Relacionada à suspensão do contrato de trabalho, o art.18 prevê o prazo de até quatro meses, para participação do empregado em curso ou programa de qualificação profissional não presencial oferecido pelo empregador, diretamente ou por meio de entidades responsáveis pela qualificação, com duração equivalente à suspensão contratual, não dependendo a medida de acordo ou convenção coletiva, podendo ser acordada individualmente com o empregado ou o grupo de empregados e deve ser registrada em carteira de trabalho física ou eletrônica. Isto é, o trabalhador poderá ficar por até 4 meses sem receber salário, sem haver nenhuma previsão quanto ao socorro do governo com relação a essas pessoas. Vale frisar que a suspensão do contrato de trabalho deve seguir as regras da MP, no sentido de suspender para qualificação profissional.

Por fim, como não consigo trata de todos os artigos nesse pequeno texto, finalizo com a previsão do art.26 que permite acordo individual escrito para regular, inclusive, atividade insalubres.
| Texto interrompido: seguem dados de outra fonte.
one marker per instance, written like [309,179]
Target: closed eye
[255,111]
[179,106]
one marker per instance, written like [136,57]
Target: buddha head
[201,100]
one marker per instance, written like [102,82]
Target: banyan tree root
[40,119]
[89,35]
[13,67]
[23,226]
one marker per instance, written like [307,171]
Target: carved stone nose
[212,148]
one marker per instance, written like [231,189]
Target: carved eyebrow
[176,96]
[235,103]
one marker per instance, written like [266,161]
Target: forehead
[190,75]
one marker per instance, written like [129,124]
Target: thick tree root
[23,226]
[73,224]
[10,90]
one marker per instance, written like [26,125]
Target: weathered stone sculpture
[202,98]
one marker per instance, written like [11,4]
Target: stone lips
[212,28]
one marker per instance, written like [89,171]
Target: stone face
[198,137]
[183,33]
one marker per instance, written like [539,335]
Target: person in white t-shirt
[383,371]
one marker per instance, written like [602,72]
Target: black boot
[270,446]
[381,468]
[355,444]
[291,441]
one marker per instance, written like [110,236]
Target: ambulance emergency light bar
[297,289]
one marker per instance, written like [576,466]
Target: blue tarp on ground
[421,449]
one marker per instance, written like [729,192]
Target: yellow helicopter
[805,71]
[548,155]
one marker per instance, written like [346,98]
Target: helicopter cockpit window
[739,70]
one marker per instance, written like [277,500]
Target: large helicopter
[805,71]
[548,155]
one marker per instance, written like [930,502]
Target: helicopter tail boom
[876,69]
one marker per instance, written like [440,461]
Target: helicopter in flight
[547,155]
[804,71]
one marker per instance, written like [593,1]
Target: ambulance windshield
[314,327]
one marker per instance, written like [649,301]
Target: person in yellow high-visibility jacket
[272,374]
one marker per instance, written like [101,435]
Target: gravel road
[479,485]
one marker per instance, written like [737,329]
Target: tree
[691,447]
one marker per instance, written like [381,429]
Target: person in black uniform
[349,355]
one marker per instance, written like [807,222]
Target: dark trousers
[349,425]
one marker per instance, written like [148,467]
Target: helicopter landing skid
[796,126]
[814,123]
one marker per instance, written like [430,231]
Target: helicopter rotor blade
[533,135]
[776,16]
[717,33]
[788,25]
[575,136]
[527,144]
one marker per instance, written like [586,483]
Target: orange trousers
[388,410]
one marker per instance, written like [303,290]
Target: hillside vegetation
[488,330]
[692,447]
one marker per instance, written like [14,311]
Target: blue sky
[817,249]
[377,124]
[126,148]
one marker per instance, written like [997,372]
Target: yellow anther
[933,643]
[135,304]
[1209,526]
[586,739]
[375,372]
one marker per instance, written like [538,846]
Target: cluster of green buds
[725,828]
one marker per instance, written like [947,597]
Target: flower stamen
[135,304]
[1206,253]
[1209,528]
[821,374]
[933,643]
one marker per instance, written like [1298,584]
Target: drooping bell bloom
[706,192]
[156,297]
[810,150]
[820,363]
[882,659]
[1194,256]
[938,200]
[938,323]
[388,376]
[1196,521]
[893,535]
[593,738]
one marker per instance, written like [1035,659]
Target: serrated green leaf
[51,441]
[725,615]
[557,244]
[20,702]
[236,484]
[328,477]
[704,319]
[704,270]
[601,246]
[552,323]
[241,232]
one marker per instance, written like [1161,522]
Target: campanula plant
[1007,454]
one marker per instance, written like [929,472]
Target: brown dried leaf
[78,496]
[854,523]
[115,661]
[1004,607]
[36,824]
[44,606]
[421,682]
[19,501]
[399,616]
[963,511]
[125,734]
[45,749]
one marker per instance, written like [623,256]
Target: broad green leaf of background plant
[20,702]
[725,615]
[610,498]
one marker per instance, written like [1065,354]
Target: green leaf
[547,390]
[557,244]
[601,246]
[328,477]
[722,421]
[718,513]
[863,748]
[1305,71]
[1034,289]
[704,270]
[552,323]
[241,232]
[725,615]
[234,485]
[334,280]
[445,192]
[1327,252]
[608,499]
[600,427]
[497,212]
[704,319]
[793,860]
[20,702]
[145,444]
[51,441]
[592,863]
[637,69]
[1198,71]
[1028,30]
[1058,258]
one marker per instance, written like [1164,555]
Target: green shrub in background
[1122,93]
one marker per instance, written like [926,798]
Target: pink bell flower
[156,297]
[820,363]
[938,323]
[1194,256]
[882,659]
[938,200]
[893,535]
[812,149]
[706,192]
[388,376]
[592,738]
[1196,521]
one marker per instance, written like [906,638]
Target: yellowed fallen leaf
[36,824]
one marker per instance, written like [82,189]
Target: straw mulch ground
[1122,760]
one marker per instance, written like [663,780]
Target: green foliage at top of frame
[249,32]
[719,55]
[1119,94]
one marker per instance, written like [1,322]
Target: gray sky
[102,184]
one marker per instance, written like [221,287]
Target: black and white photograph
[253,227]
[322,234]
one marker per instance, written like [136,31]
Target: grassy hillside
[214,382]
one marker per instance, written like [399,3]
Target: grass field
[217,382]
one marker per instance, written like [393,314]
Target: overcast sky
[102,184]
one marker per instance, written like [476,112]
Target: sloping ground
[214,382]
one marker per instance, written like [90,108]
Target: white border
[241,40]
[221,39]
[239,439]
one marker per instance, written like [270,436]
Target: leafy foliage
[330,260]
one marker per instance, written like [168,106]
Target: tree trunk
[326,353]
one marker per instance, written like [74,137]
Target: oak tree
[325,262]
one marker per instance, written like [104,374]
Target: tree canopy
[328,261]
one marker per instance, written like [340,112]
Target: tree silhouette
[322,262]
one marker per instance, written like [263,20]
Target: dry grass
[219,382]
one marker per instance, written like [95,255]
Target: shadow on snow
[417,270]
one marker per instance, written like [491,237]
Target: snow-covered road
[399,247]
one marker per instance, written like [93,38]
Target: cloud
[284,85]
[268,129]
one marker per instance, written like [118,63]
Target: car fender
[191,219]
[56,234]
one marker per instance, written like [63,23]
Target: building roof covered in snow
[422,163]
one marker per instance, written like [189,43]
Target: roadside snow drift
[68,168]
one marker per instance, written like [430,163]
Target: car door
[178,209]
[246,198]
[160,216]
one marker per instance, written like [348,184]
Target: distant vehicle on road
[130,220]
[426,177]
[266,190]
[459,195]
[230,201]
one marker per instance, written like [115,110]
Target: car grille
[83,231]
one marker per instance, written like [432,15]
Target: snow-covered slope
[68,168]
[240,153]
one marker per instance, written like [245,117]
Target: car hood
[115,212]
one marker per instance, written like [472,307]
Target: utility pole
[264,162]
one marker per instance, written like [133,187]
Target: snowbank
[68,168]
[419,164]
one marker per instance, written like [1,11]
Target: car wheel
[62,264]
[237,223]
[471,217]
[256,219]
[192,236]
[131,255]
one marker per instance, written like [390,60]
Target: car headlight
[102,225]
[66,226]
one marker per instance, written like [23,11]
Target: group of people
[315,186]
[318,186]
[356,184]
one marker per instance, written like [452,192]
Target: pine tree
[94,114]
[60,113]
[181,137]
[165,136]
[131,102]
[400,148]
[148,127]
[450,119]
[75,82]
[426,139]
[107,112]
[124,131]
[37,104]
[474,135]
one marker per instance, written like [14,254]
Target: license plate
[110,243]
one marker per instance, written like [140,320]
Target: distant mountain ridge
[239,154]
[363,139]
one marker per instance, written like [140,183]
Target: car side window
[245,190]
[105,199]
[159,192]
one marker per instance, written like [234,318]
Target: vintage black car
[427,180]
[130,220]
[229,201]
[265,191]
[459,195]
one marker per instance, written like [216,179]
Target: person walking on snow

A MP está suscitando e suscitará várias questões e dúvidas jurídicas. Contudo, espero que os envolvidos ajam com moderação, razoabilidade e responsabilidade, a fim de evitar diversos problemas (jurídicos, econômicos e sociais). Outrossim, anseio por medidas públicas que socorram os trabalhadores. Afinal, eles precisam ser assistidos, assim como estão sendo as empresas. 

 

A autora é Advogada e Professora. Mestre em Direito do Trabalho. Doutoranda em Direito pelo Departamento de Direto do Trabalho e da Seguridade Social da Faculdade de Direito da Universidade de São Paulo – USP.